The findings were published online yesterday ahead of print in the Journal of the American College of Cardiology.

For the REGARDS study, 16,608 adults with no history of cardiovascular disease completed a 150-question survey based on 107 food items, which were categorized into five diet styles:

  • Plant-based—vegetables, fruit, beans, fish
  • Southern—fried food, processed meats, eggs, added fats, sugar-sweetened beverages
  • Convenience—meat, pasta, Mexican dishes, pizza, fast food
  • Sweets/fats—desserts, bread, sweet breakfast foods, chocolate, other sugar
  • Alcohol/salads—wine, liquor, beer, leafy greens, salad dressing

Over the follow-up period, there were 133 hospitalizations for HFpEF and 157 hospitalizations for HFrEF. After adjustment for a variety of societal, geographic, and comorbid factors, high adherence to a plant-based diet remained protective against heart failure hospitalization, but the Southern diet was no longer associated with increased risk. Lara and colleagues say this implies that “the Southern dietary pattern may increase the risk of HF through a variety of factors associated with obesity, visceral adiposity, hypertension, dyslipidemia, and chronic kidney disease.” Of the other dietary patterns—convenience, sweets/fats, and alcohol/salads—none showed an association with heart failure hospitalization.

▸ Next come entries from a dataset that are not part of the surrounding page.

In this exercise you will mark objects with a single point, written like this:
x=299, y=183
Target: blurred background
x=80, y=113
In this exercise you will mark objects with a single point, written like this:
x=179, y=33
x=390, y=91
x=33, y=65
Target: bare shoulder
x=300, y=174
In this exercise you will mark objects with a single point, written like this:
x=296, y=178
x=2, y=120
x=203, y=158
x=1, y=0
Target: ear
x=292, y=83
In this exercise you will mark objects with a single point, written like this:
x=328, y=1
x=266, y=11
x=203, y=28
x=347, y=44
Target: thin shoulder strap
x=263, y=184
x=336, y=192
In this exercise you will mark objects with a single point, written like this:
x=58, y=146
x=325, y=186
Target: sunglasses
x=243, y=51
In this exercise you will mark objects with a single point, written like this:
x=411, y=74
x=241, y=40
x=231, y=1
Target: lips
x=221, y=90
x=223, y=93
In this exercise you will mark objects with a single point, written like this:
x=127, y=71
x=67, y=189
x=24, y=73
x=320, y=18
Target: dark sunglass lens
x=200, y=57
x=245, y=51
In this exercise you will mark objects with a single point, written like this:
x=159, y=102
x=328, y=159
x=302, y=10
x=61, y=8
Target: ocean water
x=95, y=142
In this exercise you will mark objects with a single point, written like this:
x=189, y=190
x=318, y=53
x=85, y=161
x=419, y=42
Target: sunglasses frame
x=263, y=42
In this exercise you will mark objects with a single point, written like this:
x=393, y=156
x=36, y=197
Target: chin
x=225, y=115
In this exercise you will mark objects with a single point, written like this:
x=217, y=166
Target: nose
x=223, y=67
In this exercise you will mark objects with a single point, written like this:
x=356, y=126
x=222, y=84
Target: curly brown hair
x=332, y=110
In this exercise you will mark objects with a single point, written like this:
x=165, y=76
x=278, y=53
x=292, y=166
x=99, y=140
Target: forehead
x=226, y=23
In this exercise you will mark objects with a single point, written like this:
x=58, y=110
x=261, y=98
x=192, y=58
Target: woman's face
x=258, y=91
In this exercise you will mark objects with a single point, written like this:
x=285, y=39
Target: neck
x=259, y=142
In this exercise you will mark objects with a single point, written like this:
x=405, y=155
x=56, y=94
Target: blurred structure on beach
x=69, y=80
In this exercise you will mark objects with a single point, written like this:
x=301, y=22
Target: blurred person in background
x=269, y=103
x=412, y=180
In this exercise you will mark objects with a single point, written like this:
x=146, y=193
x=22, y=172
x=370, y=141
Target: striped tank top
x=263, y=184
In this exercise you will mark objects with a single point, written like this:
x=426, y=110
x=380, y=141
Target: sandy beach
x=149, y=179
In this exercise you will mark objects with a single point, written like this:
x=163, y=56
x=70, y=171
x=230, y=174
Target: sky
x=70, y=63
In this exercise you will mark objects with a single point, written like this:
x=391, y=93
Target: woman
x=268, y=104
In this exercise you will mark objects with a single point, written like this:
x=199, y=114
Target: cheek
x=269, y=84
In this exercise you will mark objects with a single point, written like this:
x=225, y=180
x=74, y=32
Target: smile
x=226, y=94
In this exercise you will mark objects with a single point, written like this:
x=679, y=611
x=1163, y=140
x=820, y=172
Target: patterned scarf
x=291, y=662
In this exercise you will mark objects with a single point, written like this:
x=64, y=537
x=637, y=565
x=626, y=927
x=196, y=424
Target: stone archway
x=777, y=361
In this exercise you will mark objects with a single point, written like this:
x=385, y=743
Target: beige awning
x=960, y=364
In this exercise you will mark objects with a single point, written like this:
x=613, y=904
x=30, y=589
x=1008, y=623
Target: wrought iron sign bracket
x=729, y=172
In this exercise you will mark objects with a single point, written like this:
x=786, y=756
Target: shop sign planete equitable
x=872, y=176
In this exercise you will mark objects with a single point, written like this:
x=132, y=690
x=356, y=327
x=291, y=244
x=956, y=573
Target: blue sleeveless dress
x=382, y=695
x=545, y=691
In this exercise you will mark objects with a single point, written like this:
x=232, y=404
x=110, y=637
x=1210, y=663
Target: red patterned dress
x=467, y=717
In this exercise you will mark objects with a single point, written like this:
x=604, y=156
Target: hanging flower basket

Lara and colleagues hypothesize that the antioxidants and anti-inflammatories conferred through high adherence to a plant-based diet are likely contributors to the lower risk of heart failure.

A Step Closer to Precision Dietary Prevention

In an editorial accompanying the study, Dong D. Wang, SCD, MD (Harvard T.H. Chan School of Public Health, Boston, MA), notes that it appears to be the first to describe dietary habits in association with subtypes of heart failure.

“The differential associations of dietary patterns with the 2 HF subtypes were mechanistically plausible,” he writes. “These findings, if confirmed in future studies, will not only contribute to in-depth biological understanding and phenotypic refinement of HF, but also inform dietary prevention approaches customized for specific HF phenotypes.”

But Wang notes that the methods used in the study could have been more precise with regard to measuring eating habits. If they had been, “it is likely that the observed association between dietary patterns and HF risk would become stronger,” he adds.

Wang observes that while the study contributes to efforts to understand how precision medicine and precision dietary prevention could be used in heart failure, much remains to be explained, particularly with regard to the “large proportion of variability in clinical manifestations of HF, especially HFpEF.”

To TCTMD, Lara said despite the time constraints that physicians face when seeing patients, it is becoming clearer based on this study and others that conversations about the things people eat and how frequently they eat them need to be taking place regularly during patient visits.

“Even just taking 3 minutes to ask ‘What did you eat yesterday from the beginning of the day to the end of the day?’ [can be done] when you’re refilling their scripts for blood pressure medication,” she said. “Make it a point to discuss one change and make patients more aware of what their eating. And, if their insurance allows it, have them see a nutritionist.”

Importantly, Lara said it is not uncommon for physicians to feel ill-equipped to have some of these discussions because even contemporary medical school programs fail to keep pace with the need for formal nutrition training beyond simple advice such as reducing salt and following a Mediterranean diet.

“Nutrition education is the next wave of where our focus is going to be in terms of preventative medicine,” she added, noting that physicians need support to counter misconceptions about plant-based diets, such as patients thinking they will have to subsist on raw vegetables. Finally, she noted that being culturally sensitive and eliminating “food deserts” in certain areas of the country is another hurdle that physicians cannot tackle alone and one that will require education and other initiatives to provider wider access to healthy food items.

Sources
Disclosures
  • Lara and Wang report no relevant conflicts of interest.